Common Dreams - February 18, 2020
Princeton University professor Eddie Glaude on cable news network MSNBC on Tuesday morning called out former Republican strategist Steve Schmidt for hypocritically insisting that President Donald Trump represents a crisis of democracy—but that Schmidt would not vote for Sen. Bernie Sanders if Sanders got the Democratic nomination.
"If Donald Trump is the emergency that you say he is, and the Democratic Party puts forward Bernie Sanders, and you tell me you can't vote for him, then it seems to me that Donald Trump isn't the emergency that you say he is," Glaude said in response to Schmidt's pleas that the Democrats nominate someone that Republicans could vote for.
Schmidt, in response, said that Sanders is promising "free everything," a reference to the Vermont senator's plans to tax the rich to pay for social services like healthcare and student loan forgiveness. Host Stephanie Ruhle pushed back, calling that charge unfair.
"Brilliant Eddie Glaude calling out 'Never Bernie' hypocrisy," said activist Samuel Finklestein.
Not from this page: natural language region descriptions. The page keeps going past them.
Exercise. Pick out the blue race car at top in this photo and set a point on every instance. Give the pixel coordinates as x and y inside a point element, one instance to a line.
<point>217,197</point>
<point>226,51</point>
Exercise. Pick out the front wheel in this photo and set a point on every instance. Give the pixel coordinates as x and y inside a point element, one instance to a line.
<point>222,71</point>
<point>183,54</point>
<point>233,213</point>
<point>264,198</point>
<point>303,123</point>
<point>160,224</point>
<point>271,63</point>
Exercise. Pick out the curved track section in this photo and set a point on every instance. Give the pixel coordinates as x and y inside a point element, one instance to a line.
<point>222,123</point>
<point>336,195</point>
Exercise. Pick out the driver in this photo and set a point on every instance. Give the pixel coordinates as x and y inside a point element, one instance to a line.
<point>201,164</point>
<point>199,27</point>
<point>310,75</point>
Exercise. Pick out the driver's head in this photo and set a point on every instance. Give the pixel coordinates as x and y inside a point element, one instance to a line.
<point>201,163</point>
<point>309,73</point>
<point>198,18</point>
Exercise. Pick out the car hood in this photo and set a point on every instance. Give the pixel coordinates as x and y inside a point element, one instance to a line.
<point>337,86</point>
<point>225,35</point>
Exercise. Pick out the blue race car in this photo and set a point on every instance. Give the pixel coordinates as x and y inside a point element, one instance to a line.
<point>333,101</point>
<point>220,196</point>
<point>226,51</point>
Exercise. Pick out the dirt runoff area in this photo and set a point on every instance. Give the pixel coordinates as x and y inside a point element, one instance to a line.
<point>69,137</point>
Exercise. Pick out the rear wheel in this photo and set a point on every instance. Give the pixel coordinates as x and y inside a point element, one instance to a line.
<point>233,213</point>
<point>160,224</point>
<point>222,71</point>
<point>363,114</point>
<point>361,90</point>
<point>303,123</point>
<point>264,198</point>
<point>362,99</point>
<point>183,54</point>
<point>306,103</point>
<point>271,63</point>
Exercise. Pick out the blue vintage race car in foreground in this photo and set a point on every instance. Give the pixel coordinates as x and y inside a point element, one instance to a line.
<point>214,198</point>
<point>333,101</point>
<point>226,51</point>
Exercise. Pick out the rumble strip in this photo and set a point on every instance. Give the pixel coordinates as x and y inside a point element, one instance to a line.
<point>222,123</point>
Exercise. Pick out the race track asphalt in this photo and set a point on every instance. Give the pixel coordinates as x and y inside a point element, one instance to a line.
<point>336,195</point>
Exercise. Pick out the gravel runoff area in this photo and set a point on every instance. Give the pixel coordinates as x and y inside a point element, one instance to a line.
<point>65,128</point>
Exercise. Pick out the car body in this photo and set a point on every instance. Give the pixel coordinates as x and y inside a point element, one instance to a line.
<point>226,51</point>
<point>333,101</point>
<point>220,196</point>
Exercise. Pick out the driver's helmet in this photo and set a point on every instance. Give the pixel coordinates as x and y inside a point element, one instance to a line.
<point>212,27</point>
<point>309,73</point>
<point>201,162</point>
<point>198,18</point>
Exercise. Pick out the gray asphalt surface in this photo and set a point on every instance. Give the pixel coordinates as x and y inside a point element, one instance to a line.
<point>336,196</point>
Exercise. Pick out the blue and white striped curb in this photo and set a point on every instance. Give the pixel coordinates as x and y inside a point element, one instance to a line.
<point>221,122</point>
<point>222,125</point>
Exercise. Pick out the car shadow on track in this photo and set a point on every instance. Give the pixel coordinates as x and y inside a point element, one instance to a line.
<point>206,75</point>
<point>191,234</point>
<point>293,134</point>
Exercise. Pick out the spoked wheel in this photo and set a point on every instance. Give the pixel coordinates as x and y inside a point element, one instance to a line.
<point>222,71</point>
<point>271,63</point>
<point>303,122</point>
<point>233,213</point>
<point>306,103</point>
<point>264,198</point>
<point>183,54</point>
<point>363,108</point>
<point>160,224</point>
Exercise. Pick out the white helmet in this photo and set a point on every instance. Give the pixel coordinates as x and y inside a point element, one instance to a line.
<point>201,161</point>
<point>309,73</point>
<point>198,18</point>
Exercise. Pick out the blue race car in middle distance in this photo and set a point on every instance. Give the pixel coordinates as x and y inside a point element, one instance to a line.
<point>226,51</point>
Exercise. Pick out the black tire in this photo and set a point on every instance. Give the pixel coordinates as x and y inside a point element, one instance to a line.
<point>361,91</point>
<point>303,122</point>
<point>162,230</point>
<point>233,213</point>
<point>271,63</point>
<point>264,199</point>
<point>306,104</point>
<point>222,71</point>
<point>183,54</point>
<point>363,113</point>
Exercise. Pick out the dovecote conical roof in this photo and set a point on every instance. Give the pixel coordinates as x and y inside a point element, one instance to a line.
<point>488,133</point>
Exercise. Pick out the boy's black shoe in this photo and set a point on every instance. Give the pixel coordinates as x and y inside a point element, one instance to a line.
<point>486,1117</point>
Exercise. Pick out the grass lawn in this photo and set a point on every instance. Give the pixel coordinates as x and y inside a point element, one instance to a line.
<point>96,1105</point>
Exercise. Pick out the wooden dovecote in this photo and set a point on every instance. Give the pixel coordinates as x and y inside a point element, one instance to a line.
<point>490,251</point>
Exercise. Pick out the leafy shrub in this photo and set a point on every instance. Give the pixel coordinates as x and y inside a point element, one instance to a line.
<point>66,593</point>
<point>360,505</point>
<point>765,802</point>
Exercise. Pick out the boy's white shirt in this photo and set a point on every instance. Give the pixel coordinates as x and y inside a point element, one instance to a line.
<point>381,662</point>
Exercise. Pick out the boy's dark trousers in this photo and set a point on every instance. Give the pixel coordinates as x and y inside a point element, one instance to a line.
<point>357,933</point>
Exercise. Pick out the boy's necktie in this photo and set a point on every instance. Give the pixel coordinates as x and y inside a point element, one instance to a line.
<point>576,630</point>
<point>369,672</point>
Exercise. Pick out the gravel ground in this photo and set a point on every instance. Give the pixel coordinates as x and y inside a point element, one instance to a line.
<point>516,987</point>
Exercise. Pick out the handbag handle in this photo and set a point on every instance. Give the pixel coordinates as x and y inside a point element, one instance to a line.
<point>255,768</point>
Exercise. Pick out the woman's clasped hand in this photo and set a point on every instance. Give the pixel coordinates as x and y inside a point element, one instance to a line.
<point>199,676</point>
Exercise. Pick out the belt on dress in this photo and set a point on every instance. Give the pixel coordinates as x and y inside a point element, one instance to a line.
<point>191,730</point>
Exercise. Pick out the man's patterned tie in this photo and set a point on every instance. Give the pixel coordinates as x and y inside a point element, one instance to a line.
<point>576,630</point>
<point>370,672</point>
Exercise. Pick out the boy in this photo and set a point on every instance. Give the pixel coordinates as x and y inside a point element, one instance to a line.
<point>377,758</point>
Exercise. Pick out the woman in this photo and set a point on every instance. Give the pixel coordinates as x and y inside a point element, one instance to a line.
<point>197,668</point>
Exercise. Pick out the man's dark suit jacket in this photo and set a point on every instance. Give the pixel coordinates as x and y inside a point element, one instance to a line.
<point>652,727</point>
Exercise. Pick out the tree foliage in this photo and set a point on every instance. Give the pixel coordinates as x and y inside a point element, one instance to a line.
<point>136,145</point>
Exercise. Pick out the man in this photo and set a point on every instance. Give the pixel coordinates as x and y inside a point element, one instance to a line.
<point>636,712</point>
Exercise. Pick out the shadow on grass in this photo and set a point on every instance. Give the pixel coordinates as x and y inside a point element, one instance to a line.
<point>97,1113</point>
A longtime GOP operative, Schmidt served in the President George W. Bush administration as an aide to former Vice President Dick Cheney; Schmidt then worked on Bush's 2004 re-election campaign, which relied on stoking homophobic panic over gay marriage as a strategy to get out the right-wing vote. Schmidt was also an advisor to former Sen. John McCain's presidential run in 2008. He has been an MSNBC contributor since at least 2011, leaving briefly in 2019 to work on Starbucks CEO Howard Schultz's failed exploration of a presidential bid.
After Trump's ascendance and election, Schmidt adopted a "Never-Trump" stance, using the perception of himself as a principled conservative to encourage the Democratic Party to shift further to the right.
On Tuesday, Glaude had had enough.
After his MSNBC appearance, the Princeton professor took to Twitter to remind voters that GOP concern over Sanders, a self-described democratic socialist, is hard to reconcile with the party's overuse of the term in recent years.
"Remember: Republicans called Barack Obama a socialist," Glaude tweeted. "We can't be afraid of that word. Candidates must be bold and visionary—our country desperately needs it."
"Not that these labels tell us much about anything," added Glaude. "But Dr. Martin Luther King, Jr. was, according to many, a democratic socialist."